Towards the end, after negotiations have gone back and forth (which has the feel of Kissinger flying back and forth between Paris and Hanoi), talks often collapse. But out in the parking lot, discussions once again resume, and finally a tentative agreement is reached. Afterwards, there is usually this exchange–“Well this is more than my wife and I really wanted to spend” followed by the manager who comes out of some back office to let us know that while they have lost money on this deal, what matters is that the customer leave happy. Everyone puts on a rather grim face, until buyer and seller leave and boast to others how they made a shrewd transaction.
Our morning proverb reminds us this sort of haggling has gone on from the beginning. On the surface, it is a humorous depiction of a normal trading practice at a Middle Eastern Suk. I have been in these settings often. The seller overprices his product, and the buyer uses his wit to bring the price down to his advantage. Over tea, a game of attrition ensues–the buyer protests, the seller puts on a dispirited face and becomes very quiet, eventually caving in. The price is paid, and everyone leaves congratulating themselves. It’s a game played out every day.
The sage is a professional life watcher, and in this proverb he writes what he observes in the market. But proverbs are more than descriptive statements. If we stop and ponder, there is always an admonition behind the lines. The sage is not interested in merely describing life–he is teaching wisdom. He is calling for action. In this case, if you are going to make a purchase, do your homework. The value of something is always relative. Wise is the person who knows the true worth of what he is purchasing.
But there may be more going on here. The writer of Proverbs is not interested in giving mere domestic tips. Like all of Scripture, these words are God breathed and profitable for training in righteousness–that the man of God be complete, equipped for every good work (2 Timothy 3:16-17). Could it be God is raising some probing questions here? Is He honored where a form of mutual deceit takes place? Is He pleased where there is self boasting? Is this a game that brings Him pleasure?

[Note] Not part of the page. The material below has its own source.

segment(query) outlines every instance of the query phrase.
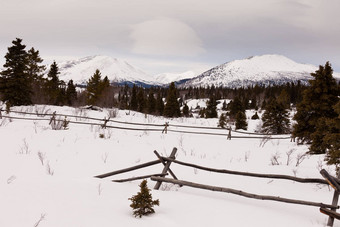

On a final night in Israel, I was waiting in line to make one last purchase of a gift. In front of me were two Americans who had just arrived to begin their “Holy Land Tour.” Noticing that I was waiting, one of the women turned and said to me, “Oh honey, you just go ahead of us. We’re trying to Jew this man down.” Suddenly, it got real quiet, and with some embarrassment she responded, “Oops, I shouldn’t have said this.” It was a classic moment. But it may have underscored the sage’s point. One should be honest in selling and one should be prudent in buying, and all should be holy in living. This is the wisest transaction of all.